Además, el cuarenta por ciento del stock completo de edificios en la UE tendrá que ser sostenible dos décadas antes de ese plazo, en 2030, según los acuerdos internacionales, ha indicado Taltavull. La situación actual, sin embargo, se caracteriza por un parque de edificios que básicamente se construyó en la década de los cincuenta y sesenta del siglo XX y ha de ser renovado en materia de eficiencia energética, lo que conlleva un importante desembolso económico, "la cuestión es cuanto", ha expuesto la catedrática.

"Estamos calculando el número de estos edificios comerciales, porque no existe un censo, y vamos aplicar a esta tipología de inmuebles una base de datos muy potente de costes de rehabilitación energética que ya realizamos en un proyecto anterior" y que determina la capacidad que tienen las innovaciones tecnológicas en la construcción para disminuir las emisiones de carbono, ha dicho.

Los expertos del proyecto CRREM, que empezó en 2018 y durará hasta 2021, plantean desarrollar una herramienta para las empresas que estimará las inversiones necesarias para reducir las emisiones en los edificios comerciales, lo que permitirá a éstas calcular la rentabilidad o no de ese proceso inversor y, en función de ello, decidir si siguen utilizando o no sus inmuebles.

"Nuestra información dará certidumbre al mercado porque las empresas podrán analizar el riesgo de activos obsoletos (energéticamente) en el sector inmobiliario comercial" y "reasignar inversiones en edificios más eficientes desde el punto de vista energético", ha concretado Taltavull.

Alrededor de un 40 % del volumen total de emisiones de carbono que se registra en la actualidad procede de los edificios. De ese porcentaje, entre el 23 % y el 24 % tiene su origen en viviendas residenciales y el resto, en inmuebles comerciales, ha especificado.

En su opinión, las innovaciones tecnológicas incorporadas a la construcción para captar y reducir las emisiones de carbono serán más asequibles en precio.
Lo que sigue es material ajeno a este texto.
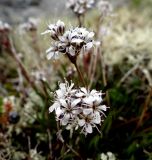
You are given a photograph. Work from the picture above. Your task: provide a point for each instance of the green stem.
(80, 74)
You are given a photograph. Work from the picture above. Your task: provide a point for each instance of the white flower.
(55, 30)
(4, 27)
(88, 122)
(80, 6)
(104, 7)
(108, 156)
(71, 42)
(78, 108)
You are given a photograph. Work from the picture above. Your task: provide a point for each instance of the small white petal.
(54, 106)
(88, 100)
(96, 119)
(103, 107)
(58, 112)
(88, 128)
(87, 111)
(84, 90)
(45, 32)
(81, 122)
(75, 102)
(63, 103)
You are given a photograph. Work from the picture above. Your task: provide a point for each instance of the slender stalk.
(94, 66)
(79, 20)
(80, 74)
(145, 107)
(104, 77)
(50, 144)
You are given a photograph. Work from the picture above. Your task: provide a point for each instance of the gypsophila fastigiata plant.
(75, 108)
(78, 108)
(79, 8)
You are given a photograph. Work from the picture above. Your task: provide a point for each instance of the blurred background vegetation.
(28, 131)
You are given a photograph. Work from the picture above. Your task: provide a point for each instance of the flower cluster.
(70, 42)
(80, 6)
(4, 27)
(78, 108)
(30, 25)
(105, 8)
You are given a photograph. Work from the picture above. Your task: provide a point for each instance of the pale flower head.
(78, 108)
(71, 42)
(105, 8)
(80, 6)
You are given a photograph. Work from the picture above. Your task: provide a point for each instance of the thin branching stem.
(79, 20)
(80, 74)
(104, 77)
(145, 107)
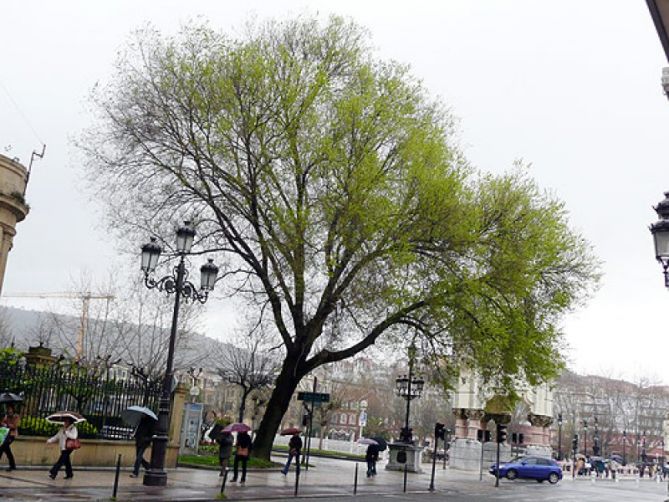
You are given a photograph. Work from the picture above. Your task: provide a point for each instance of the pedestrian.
(225, 442)
(11, 420)
(294, 451)
(242, 455)
(371, 457)
(67, 431)
(143, 436)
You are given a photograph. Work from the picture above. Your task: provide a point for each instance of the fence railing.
(88, 391)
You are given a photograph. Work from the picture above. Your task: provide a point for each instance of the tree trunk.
(285, 386)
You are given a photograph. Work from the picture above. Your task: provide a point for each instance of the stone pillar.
(176, 414)
(540, 430)
(460, 423)
(474, 422)
(13, 209)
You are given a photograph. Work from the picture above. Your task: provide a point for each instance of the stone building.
(13, 208)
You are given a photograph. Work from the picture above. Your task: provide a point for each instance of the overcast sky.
(572, 87)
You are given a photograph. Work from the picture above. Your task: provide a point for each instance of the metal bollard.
(355, 480)
(405, 478)
(225, 479)
(297, 474)
(118, 471)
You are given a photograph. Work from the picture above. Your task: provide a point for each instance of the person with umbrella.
(68, 431)
(11, 420)
(242, 454)
(143, 435)
(294, 449)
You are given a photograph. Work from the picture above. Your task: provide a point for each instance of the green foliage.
(331, 180)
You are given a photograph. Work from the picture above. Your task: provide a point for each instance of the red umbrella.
(237, 427)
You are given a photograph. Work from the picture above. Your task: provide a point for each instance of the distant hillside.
(142, 345)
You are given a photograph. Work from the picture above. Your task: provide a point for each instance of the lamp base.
(154, 477)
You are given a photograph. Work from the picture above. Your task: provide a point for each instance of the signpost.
(316, 399)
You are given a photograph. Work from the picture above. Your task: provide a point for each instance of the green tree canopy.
(329, 182)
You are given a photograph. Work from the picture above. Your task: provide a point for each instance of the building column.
(540, 431)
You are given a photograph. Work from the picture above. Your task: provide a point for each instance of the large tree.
(330, 183)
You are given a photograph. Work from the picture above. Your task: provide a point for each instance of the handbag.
(72, 444)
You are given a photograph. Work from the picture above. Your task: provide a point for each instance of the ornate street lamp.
(624, 443)
(585, 438)
(409, 387)
(176, 283)
(559, 436)
(660, 231)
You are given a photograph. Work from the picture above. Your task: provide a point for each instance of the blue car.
(538, 468)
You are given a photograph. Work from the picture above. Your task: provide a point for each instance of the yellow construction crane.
(85, 297)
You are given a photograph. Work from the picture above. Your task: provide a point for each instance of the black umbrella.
(382, 442)
(10, 397)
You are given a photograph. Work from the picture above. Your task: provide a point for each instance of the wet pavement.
(328, 480)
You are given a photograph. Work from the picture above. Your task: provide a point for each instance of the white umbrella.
(133, 415)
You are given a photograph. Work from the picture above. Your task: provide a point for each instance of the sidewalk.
(328, 478)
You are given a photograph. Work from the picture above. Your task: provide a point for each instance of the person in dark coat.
(371, 457)
(11, 420)
(225, 442)
(143, 436)
(294, 450)
(242, 455)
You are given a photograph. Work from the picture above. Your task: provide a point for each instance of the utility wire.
(23, 115)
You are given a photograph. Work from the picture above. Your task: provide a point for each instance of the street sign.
(313, 397)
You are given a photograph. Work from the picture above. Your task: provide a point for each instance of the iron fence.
(94, 393)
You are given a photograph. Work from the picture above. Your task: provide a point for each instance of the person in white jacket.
(67, 431)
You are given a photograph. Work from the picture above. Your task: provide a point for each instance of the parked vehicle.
(538, 468)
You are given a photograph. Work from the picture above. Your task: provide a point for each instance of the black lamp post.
(177, 283)
(624, 443)
(559, 436)
(585, 438)
(409, 387)
(660, 231)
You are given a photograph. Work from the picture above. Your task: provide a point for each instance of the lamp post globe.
(660, 231)
(185, 236)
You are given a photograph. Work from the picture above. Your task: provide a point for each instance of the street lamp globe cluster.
(409, 387)
(660, 231)
(178, 284)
A medida que se vayan mejorando y popularizándose su empleo, ayudarán a ese esfuerzo por cumplir con la normativa europea contra el cambio climático, ha añadido.
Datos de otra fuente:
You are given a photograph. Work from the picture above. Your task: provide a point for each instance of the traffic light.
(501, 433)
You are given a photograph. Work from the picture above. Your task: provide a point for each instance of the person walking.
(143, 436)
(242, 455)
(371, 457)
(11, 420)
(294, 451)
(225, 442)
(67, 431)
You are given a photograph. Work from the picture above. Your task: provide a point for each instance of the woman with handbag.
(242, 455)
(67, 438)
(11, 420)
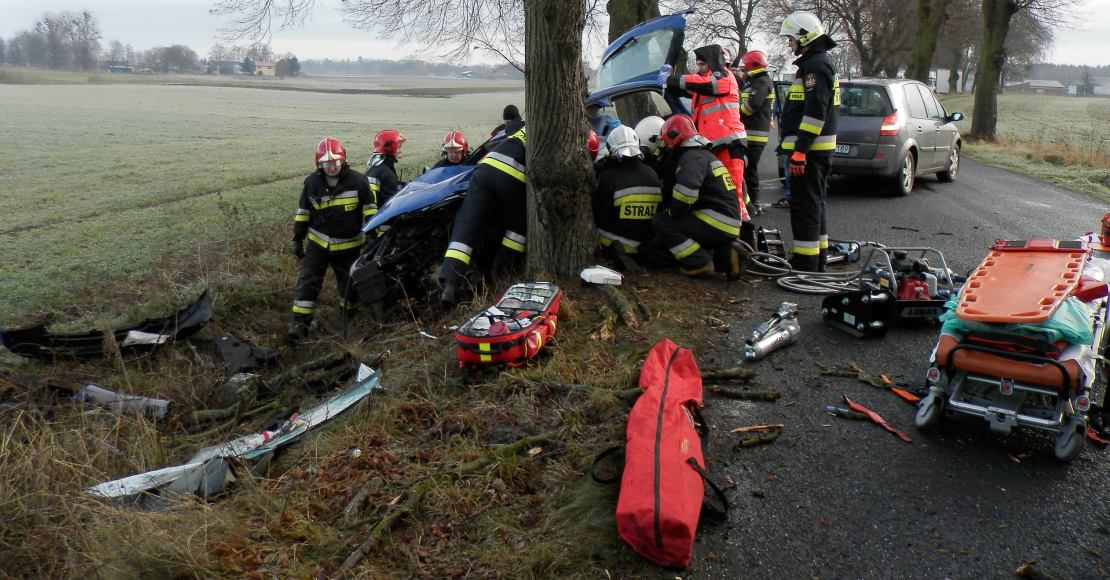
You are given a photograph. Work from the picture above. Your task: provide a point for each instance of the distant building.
(1036, 88)
(265, 68)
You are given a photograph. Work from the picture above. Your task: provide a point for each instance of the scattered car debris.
(242, 356)
(128, 404)
(36, 342)
(876, 418)
(780, 329)
(209, 471)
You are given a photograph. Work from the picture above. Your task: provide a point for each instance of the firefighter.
(381, 169)
(703, 223)
(495, 202)
(455, 150)
(808, 126)
(716, 105)
(757, 97)
(334, 204)
(626, 199)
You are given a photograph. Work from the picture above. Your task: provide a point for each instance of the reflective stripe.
(685, 248)
(646, 193)
(806, 248)
(505, 164)
(722, 107)
(334, 244)
(514, 241)
(719, 221)
(813, 124)
(607, 238)
(685, 194)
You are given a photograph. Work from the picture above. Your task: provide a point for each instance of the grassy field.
(104, 183)
(1062, 140)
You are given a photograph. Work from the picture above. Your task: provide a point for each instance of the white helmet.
(647, 130)
(803, 27)
(623, 142)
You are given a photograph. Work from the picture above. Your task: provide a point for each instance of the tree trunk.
(623, 16)
(930, 17)
(996, 24)
(561, 177)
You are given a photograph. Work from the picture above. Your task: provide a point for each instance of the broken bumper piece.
(34, 342)
(208, 472)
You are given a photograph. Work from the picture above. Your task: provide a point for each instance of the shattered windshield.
(641, 56)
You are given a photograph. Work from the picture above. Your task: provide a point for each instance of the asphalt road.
(835, 498)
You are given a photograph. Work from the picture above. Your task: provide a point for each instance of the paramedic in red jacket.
(716, 109)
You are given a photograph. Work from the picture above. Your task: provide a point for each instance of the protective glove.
(664, 74)
(798, 163)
"El sector público no tiene dinero para hacer esas renovaciones" y, de momento, tiene que ser el propio mercado el que las lleve a cabo, según Taltavull, para quien, no obstante, debería de haber incentivos desde la administración, entre los cuales ha citado la posibilidad de beneficiarse de desgravaciones fiscales por invertir en ese ámbito.